Working in industry and as a manager, I came to the conclusion that there are bursters and plodders. Bursters sometimes seem to be wasting time, but then they hunker down and get out the work. Plodders are always at their desk. It’s not right or wrong to be either, just a personality thing. I’m a burster, therefore I have never sat down to a blank page -- I always know what I want to do when I sit down, or else I edit or research.

RRT: What sort of things do you do in your spare time? Do you have any hobbies?

Linda: Who has spare time?

There’s a pack of wild dogs in my head that chase me, plotting my next story or my next real life adventure. My husband and I are fortunate in that we have the flexibility to travel, and we do. In addition, our retirement home in New Mexico is two thousand miles from my family homestead in Virginia that I recently inherited. There’s always a new project at one place or the other.

Hobbies. When I’m not writing, I love to read, exercise -- swimming, mountain hiking, geology jaunts, yoga, tai chi -- collect both “yard rocks” and collectibles, help my husband try to train our incorrigible nine month old Vizsla (Hungarian bird dog.) See my website under the newsletter section for more on what I’ve been up to and pics of hubby and our little gal.

RRT: What is the best single piece of advice you have been given as a writer?
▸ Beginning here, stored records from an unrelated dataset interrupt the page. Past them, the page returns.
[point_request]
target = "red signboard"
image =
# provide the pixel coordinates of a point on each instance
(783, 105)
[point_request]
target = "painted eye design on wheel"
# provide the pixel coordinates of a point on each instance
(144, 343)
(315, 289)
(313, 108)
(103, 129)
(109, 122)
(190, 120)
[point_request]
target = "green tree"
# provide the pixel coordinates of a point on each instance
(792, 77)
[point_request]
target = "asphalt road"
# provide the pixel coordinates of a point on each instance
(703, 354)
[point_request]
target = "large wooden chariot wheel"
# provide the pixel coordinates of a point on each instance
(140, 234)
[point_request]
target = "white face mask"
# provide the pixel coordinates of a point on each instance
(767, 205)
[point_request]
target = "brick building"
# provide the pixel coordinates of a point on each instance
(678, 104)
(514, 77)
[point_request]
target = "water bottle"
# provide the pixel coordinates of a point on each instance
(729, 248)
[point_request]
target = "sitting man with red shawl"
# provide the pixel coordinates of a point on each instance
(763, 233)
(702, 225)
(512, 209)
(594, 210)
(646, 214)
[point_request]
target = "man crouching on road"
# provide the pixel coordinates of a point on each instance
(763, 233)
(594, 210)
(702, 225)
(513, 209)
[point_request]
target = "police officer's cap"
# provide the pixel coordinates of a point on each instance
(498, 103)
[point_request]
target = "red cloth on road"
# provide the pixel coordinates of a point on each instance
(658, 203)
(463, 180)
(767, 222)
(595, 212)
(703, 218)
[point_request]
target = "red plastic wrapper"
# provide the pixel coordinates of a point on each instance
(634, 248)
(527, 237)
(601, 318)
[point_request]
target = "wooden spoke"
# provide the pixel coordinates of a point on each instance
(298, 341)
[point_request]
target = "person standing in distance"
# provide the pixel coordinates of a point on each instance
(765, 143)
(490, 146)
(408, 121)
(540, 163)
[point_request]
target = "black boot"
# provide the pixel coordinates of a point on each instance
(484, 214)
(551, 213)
Linda: Don’t give up your day job?

Seriously, I think the best advice is to write what you love. The best part is that I wrote for years and would keep writing without being pubbed or paid because I’m one of those fortunate souls who are driven to put fingers to keyboard.

A final story on advice -- heard Bryce Courtenay say he was running a marathon, and when he and the fellow he was running with were passing the time about mile eighteen, he was asked, “What does it take to be a published author?” Bryce answered, “Bumglue.” The other man missed a step. “Bumglue?” Said the bestselling author of The Power of One, “You glue your bum to the chair and write.”

RRT: What one thing would you advise an aspiring writer?

Linda: Never be discouraged by rejection and never give up.

I’m on my second agent, wonderful and supportive New Yorker Susan Schulman, and I’ve got at least fifty rejection letters from some of the powerhouses in the business. What I did with them was sit down and pull out the best things editors said about my writing and called that file “The Good.” Then I pulled the stingers, put them in a list, and called it “The Bad.” I used that as criticism to help me improve my work.

Oh, and “The Ugly?” My first agent sent my adventure thriller, Summer of Fire, with strong romantic elements, to a literary editor who said, “There is clearly no great literary sensibility at work here.” Ouch. But I did say I don’t even read literary, so I tried to laugh.

RRT: How may readers contact you?

Linda: Through my website www.readlindajacobs.com, there’s a “Contact Linda” button on the homepage.

RRT: Thank you Linda, for taking time out of you schedule to interview with Romance Reviews Today.